The juke kicked on a loud, obnoxious heavy metal cut, and the girl on stage began to dance.

“Happy now, brother?” the keep asked, wiping a glass off with the edge of his Dahmer T-shirt.

Phil felt like something shrinking, like a robust plant being drained of all its water by a parasitic taproot. The woman on stage was Vicki Steele, and what was worse, after her first stage-spin under the pulsing strobe lights, she skimmed off her top veil, stopped on a dime and looked right into Phil’s eyes.

 

««—»»

 

The night—a
beautiful
night—unfolded to Cody Natter’s inbred crimson eyes. “Beautiful things are made for nights like these. Glorious things. Powerful things…”

“Huh?”

It was no matter. So many of his clan were weakheaded; how could he ever expect them to understand the things he saw? God had cursed them all, hadn’t He?

Ona,
he thought idly.
Mannona, come to us…

One day, he knew, he would sit in equal glory, and piss in God’s pious face.

“Fireflies!” Druck exclaimed. “Look-it!”

“Yes. They’re beautiful, aren’t they? Like the night, like the moon above us. Like the world.”

“Like Ona?”

Yes.

Druck scratched his stubbled cheek with the two thumbs on his left hand. In his right hand, he held the knife.

Natter looked down at the corpse.
So beautiful, too,
he realized. Even in death, she lay beautiful, despite the flaws of their Godly curse. The sallow moon shone faintly on the still-warm breasts, the sleek legs, and abyssal black hair. Her open eyes reflected the night back like the pristine face of the cosmos.

Druck, on one knee now, appraised the hollow gourd of her abdomen. His blade glittered pastily with blood, and he passed his other hand through the detached pile of her entrails…

The boy got carried away sometimes.

“You’d best bury her now, Druck.”

Druck looked confused. “But… What’s ’bout skeetinner?

“No, Druck.

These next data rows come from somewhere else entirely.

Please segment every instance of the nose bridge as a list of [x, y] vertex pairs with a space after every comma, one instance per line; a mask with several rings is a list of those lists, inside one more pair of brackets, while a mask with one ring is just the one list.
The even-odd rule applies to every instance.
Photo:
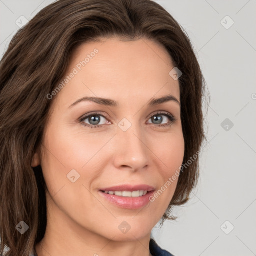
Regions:
[[117, 168], [125, 166], [136, 170], [148, 164], [146, 136], [140, 124], [134, 122], [136, 120], [134, 118], [132, 122], [124, 118], [118, 124], [116, 158]]

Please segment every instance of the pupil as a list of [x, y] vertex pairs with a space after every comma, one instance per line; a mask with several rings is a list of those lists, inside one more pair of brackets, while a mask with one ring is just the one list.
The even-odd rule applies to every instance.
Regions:
[[92, 122], [92, 124], [98, 124], [100, 123], [100, 118], [95, 118], [95, 116], [92, 116], [90, 119], [92, 120], [92, 122], [96, 122], [96, 124]]
[[[157, 116], [159, 116], [160, 118], [158, 118]], [[155, 116], [154, 118], [154, 120], [156, 120], [157, 122], [157, 124], [160, 124], [161, 122], [162, 121], [162, 116]]]

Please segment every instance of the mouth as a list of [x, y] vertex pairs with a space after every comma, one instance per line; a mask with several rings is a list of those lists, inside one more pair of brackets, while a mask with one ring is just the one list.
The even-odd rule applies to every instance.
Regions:
[[135, 210], [150, 202], [154, 188], [148, 185], [122, 185], [99, 190], [100, 194], [108, 202], [119, 208]]

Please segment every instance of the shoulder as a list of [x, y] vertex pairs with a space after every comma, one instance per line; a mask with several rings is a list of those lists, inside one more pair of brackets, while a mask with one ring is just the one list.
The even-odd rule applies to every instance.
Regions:
[[162, 250], [152, 238], [150, 238], [150, 250], [153, 256], [174, 256], [167, 250]]

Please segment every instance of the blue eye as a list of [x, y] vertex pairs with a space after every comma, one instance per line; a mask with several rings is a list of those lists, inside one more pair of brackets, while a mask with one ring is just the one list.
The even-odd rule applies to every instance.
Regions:
[[[163, 120], [164, 120], [164, 118], [162, 118], [163, 116], [167, 118], [168, 122], [167, 124], [162, 124], [162, 122]], [[82, 125], [86, 127], [90, 127], [92, 128], [100, 128], [104, 127], [104, 124], [102, 124], [102, 122], [104, 123], [104, 121], [102, 120], [102, 118], [103, 118], [104, 119], [106, 119], [106, 120], [108, 120], [107, 118], [104, 115], [100, 114], [98, 112], [96, 112], [93, 113], [88, 116], [82, 116], [80, 118], [80, 122], [82, 123]], [[88, 120], [89, 124], [85, 122], [85, 121], [86, 120]], [[151, 120], [152, 122], [156, 122], [156, 124], [153, 123], [152, 124], [155, 124], [156, 126], [160, 127], [166, 127], [170, 126], [172, 124], [174, 124], [176, 120], [176, 119], [174, 116], [168, 112], [164, 113], [158, 112], [152, 115], [150, 118], [150, 120]]]

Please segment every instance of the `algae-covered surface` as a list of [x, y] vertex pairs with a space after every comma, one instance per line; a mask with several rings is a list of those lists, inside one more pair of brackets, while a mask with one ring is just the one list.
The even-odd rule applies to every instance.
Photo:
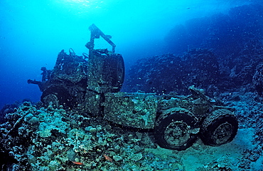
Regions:
[[[236, 113], [254, 103], [232, 102], [240, 104]], [[198, 139], [176, 151], [159, 147], [151, 130], [132, 130], [63, 106], [38, 109], [24, 102], [5, 118], [0, 147], [1, 155], [12, 158], [3, 164], [11, 170], [260, 170], [263, 162], [259, 128], [249, 128], [249, 120], [240, 123], [230, 143], [211, 147]]]

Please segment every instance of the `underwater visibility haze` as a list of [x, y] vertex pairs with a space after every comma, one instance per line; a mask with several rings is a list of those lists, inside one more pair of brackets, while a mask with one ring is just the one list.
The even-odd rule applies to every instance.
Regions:
[[[250, 1], [1, 1], [0, 106], [15, 100], [39, 100], [40, 68], [52, 69], [57, 54], [72, 48], [87, 52], [89, 26], [112, 36], [127, 68], [136, 58], [166, 53], [163, 38], [186, 21], [227, 14]], [[103, 44], [104, 45], [104, 44]], [[102, 46], [103, 47], [103, 46]]]
[[0, 58], [0, 170], [263, 170], [262, 0], [1, 0]]

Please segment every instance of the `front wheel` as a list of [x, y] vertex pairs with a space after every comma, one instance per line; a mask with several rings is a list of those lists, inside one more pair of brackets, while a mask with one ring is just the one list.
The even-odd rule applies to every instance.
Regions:
[[219, 146], [231, 142], [237, 135], [238, 122], [227, 109], [218, 109], [203, 121], [200, 138], [205, 145]]
[[183, 150], [195, 142], [198, 132], [197, 118], [186, 109], [174, 108], [159, 116], [154, 133], [161, 147]]

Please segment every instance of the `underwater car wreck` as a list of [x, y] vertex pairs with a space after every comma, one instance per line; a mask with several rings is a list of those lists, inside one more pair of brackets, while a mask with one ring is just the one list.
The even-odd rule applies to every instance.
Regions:
[[[219, 146], [235, 137], [238, 122], [232, 109], [190, 86], [188, 96], [173, 93], [157, 95], [141, 92], [120, 92], [124, 80], [124, 63], [115, 53], [115, 45], [95, 24], [90, 26], [89, 54], [77, 56], [63, 50], [52, 71], [43, 67], [38, 85], [44, 106], [82, 110], [109, 124], [152, 130], [163, 148], [183, 150], [200, 138], [205, 145]], [[112, 50], [95, 49], [95, 39], [102, 37]]]

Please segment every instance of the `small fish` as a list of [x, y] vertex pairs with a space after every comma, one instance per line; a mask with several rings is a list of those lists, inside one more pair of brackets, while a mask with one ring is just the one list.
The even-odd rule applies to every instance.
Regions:
[[109, 156], [107, 156], [107, 155], [103, 155], [103, 156], [105, 157], [106, 160], [108, 160], [109, 162], [112, 162], [112, 159], [111, 157], [109, 157]]
[[76, 165], [83, 165], [83, 163], [82, 163], [82, 162], [73, 162], [74, 164], [76, 164]]

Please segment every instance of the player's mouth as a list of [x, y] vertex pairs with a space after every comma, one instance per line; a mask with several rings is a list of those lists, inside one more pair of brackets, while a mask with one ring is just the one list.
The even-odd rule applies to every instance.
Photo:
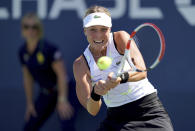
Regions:
[[95, 44], [103, 44], [104, 43], [104, 40], [102, 40], [102, 41], [93, 41]]

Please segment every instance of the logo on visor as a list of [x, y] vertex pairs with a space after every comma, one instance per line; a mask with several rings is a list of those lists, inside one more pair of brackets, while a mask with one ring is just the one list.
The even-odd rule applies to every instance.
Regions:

Just bury her.”

The seemingly eternal night-racket—peepers, crickets, grackles—throbbed around them. Druck’s simple idiot face gazed upward, a question struggling in the warped, uneven red eyes. The sweetmeat of the girl’s spleen drooped slack in his hand. “Kin I eat some of her first, then? ‘Fore I put her in the ground?”

“Yes, Druck,” Cody Natter granted. “You may eat some of her first.”

 

««—»»

 

The Budweiser was killing him. And so were the flashing lights and the infernal music. Last call approached; Vicki had seductively danced a four-song set, then disappeared, only to be replaced by other women who likewise twirled and spun and gyrated until they’d stripped themselves down to their g-strings. Phil paid them no mind; seeing Vicki had been impact enough. He was sure she’d noticed him, but at the end of her set, she’d merely walked off the stage and retreated to the dressing room. Seeing her again, after all this time, was like seeing a ghost.

The last dancer bumped and grinded to Twisted Sister, baring her breasts as a wolf bares its teeth. She was attractive enough, but Phil preferred to stare into his beer.
What am I doing here?
he asked himself disgustedly. He certainly wasn’t making any observations relevant to the case. And where was Vicki? What was she doing? What was she doing
right now?

Probably blowing some redneck scumbag out in the parking lot,
came his worst considerations.

“Last chance, brother.” It was the keep, meandering behind the bar now as Sallee’s crowd quickly thinned.

For some reason, the keep’s head reminded Phil of a big sweet potato. “No thanks, no more beer for me.”

“No, I mean the hot dog.” The keep pointed to the wizened grease-sheened thing revolving lazily in the lit rotisserie. “If you don’t want it, I’m gonna have it.”